Pourquoi choisir Glacier Safari Treks
Glacier Safari Treks organise des expéditions dans l’Himalaya depuis des années grâce à une équipe basée à Katmandou qui connaît la région du Mustang dans les moindres détails. Nous gérons l’obtention des permis, la logistique des guides, les réservations et la coordination des vols pour Jomsom.
Prêt à tirer le meilleur parti de la saison de la mousson ? Contactez directement notre équipe chez Glacier Safari Treks. Nous serons ravis de vous aider à planifier votre itinéraire dans le Haut-Mustang, à obtenir vos permis et à répondre à toutes vos questions.
FAQs sur le Trek dans Haut Mustang pendant mousson
1. Fait-il vraiment sec dans le Haut-Mustang pendant la mousson ?
Oui. L’effet d’ombre pluviométrique créé par les chaînes de l’Annapurna et du Dhaulagiri bloque la grande majorité des précipitations de la mousson. Les précipitations annuelles à Lo Manthang s’élèvent à environ 200 mm. À titre de comparaison, Londres reçoit environ 600 mm par an, et personne ne qualifie Londres de désert.
2.Ai-je besoin d’un permis spécial pour le Haut-Mustang ?
Oui. Le Haut-Mustang est une zone restreinte, ce qui signifie qu’il vous faut un permis de zone restreinte (500 USD pour 10 jours) en plus du permis pour la zone de conservation des Annapurnas. Le RAP doit être obtenu par le biais d’une agence de trek népalaise agréée. Vous ne pouvez pas pénétrer dans la région de manière indépendante.
3. Quel est le meilleur mois pour faire le trek du Haut-Mustang pendant la mousson ?
Juin, juillet et août sont tous d’excellents mois. Le mois de juin permet de profiter de la fin de la saison des fleurs sauvages. Juillet et août correspondent au pic de la mousson dans le reste du Népal, mais le climat reste stable et dégagé au Mustang. Le mois de septembre amorce la transition vers l’automne, et le sentier devient un peu plus fréquenté à mesure que les autres itinéraires de trek rouvrent.
4. Quelle est la difficulté du trek du Haut-Mustang ?
De modérée à difficile, l’altitude étant la principale contrainte. Le point culminant de l’itinéraire standard se situe autour de 4 600 mètres. La condition physique compte, mais une bonne acclimatation est encore plus cruciale. Si vous avez déjà randonné en altitude (par exemple, autour du Mont-Blanc ou sur un col pyrénéen), c’est un palier supérieur en termes d’altitude, mais pas nécessairement en matière de difficulté technique.
5. Puis-je faire le trek du Haut-Mustang sans guide ?

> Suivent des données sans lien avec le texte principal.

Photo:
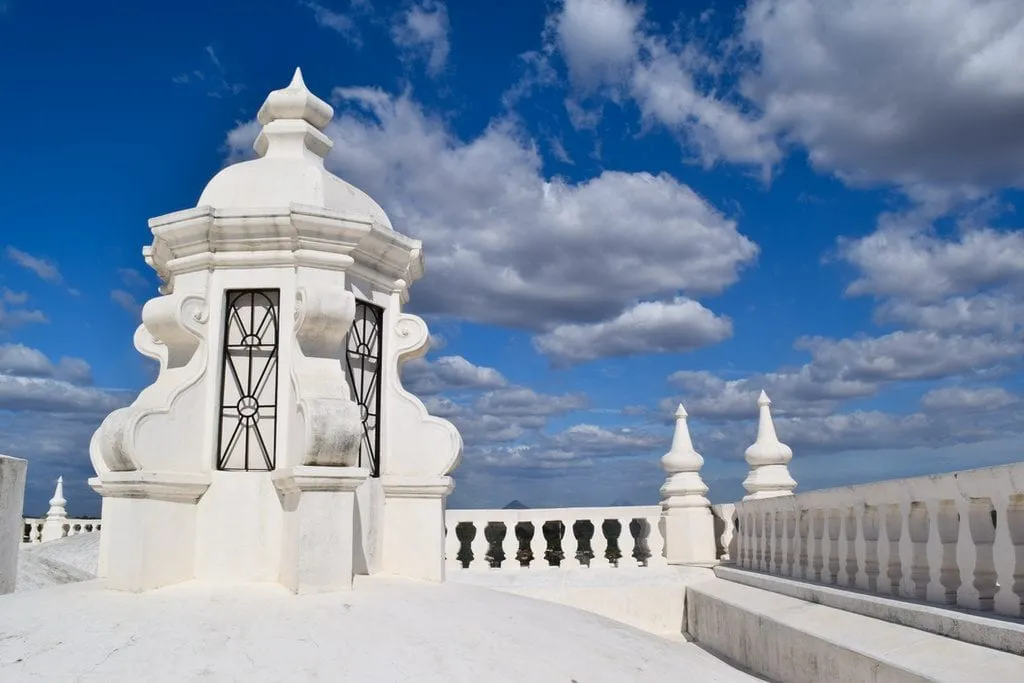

Non. Le permis de zone restreinte exige que vous soyez accompagné d’un guide agréé par une agence officielle. Au-delà de l’obligation légale, c’est aussi un véritable atout : les sentiers ne sont pas toujours balisés, les habitants des villages parlent un anglais limité, et un bon guide enrichit considérablement l’expérience. Glacier Safari Treks fournit des guides expérimentés francophones et anglophones.